Whether Huxley knew what he was doing, i.e. his hypocrisy and his deliberate intention to create an evolutionary “Secular religion” (as Ruse calls, it p. xiii) to help the poor working masses, is perhaps open to debate. But the fact is that since his first famous lecture on Darwinism, when Huxley was so cold and shunning of Darwin’s pigeons, with his further program of discrediting Owen, his X-Club, etc., it is quite clear that Huxley knew quite well what the problems were and that Darwinism was just a useful tool to bring about the education & betterment of the masses. (One could seek parallels to this in the current US political situation.)
Anyway, in this final essay, Huxley did try to dissociate himself from the Darwinian morality, he wanted to dismiss such “evolutionary ethicizing”, and many, like G.E. Moore with his Principia Ethica welcomed such a departure. Huxley tried his best to explain the nature of ethics, but there was a mixed reaction and many were not impressed by Huxley’s own ethicizing. But, what is really interesting in this essay, is that Huxley did realize that there was a “beast within us” which needs to be fought and cultured. This sounds very much like the “original sin”, which is the central idea of Christianity. In his essay Huxley also pointed out that there was another aspect of this cosmic evolution, a kind of an anthropic principle, art (which needs an artificer), with perhaps even a hint of design:
“But there is another aspect of the cosmic process, so perfect as a mechanism, so beautiful as a work of art. Where the cosmopoietic energy works [51] through sentient beings, there arises, among its other manifestations, that which we call pain or suffering. This baleful product of evolution increases in quantity and in intensity, with advancing grades of animal organization, until it attains its highest level in man.”

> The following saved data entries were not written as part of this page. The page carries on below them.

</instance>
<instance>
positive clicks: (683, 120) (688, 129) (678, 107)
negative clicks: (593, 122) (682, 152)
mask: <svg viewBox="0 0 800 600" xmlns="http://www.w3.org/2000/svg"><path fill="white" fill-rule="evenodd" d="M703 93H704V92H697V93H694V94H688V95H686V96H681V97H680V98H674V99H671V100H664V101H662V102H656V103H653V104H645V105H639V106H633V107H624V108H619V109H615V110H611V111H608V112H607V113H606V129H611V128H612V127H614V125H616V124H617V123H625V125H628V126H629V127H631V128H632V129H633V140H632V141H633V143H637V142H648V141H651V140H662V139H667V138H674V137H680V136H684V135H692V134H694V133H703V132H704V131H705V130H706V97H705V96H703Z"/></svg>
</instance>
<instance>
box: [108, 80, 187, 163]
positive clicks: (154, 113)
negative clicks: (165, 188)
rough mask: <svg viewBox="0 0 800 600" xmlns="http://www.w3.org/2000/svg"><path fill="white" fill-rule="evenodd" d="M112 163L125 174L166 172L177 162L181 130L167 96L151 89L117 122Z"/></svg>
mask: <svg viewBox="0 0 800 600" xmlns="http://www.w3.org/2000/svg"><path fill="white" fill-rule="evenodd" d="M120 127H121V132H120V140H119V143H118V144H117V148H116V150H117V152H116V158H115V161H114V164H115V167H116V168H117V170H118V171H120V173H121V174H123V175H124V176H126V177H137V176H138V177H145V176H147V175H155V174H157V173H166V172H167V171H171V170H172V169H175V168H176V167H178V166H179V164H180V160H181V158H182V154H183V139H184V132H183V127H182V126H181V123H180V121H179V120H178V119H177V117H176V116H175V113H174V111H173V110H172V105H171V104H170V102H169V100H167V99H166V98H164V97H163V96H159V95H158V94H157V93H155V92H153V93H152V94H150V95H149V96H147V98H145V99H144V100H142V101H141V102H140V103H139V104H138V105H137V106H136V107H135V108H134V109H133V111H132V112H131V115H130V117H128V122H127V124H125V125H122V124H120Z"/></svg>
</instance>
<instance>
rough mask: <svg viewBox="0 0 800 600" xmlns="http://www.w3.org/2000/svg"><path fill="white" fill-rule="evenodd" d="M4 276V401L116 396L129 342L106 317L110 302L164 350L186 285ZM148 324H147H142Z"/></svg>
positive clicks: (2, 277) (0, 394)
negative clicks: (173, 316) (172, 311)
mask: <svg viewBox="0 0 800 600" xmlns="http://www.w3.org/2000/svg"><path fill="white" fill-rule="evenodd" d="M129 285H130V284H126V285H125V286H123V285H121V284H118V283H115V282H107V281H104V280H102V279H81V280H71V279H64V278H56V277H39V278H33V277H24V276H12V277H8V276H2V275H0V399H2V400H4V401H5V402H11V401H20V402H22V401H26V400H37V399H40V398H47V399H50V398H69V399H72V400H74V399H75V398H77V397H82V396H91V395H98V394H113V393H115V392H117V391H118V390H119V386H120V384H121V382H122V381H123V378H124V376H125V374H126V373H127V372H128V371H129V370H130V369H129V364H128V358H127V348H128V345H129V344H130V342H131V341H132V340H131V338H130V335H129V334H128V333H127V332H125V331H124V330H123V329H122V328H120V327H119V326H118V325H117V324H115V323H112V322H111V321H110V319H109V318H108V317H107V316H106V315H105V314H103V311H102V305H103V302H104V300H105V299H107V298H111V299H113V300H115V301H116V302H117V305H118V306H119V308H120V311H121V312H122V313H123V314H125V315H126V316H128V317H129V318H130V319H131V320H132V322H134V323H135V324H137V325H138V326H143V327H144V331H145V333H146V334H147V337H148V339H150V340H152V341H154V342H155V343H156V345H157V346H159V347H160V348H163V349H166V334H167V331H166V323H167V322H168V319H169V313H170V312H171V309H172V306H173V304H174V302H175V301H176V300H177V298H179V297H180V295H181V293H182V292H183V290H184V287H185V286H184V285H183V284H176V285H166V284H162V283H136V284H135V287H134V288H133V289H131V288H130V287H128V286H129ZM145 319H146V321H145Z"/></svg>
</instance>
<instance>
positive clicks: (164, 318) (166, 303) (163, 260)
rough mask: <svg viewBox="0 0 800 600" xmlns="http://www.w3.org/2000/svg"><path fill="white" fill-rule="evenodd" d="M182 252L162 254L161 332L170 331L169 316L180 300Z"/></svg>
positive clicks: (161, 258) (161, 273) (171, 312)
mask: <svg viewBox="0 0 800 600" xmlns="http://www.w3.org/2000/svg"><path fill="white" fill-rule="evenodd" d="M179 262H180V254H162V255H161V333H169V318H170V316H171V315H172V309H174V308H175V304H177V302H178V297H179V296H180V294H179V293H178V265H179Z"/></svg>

Unfortunately, as Ruse pointed out, the evolutionary or Darwinian morality came back despite Huxley’s effort to thwart it. Many, including Huxley’s own grandson Julian embraced it. This morality made inroads even into the Catholic Church via the Jesuit Teilhard de Chardin, to whose Phenomenon of Man Julian Huxley wrote and enthusiastic introduction.
I do think we derive ought from is, even in biology. Consider pathology or any other practice that judges something is not functioning as it ought to.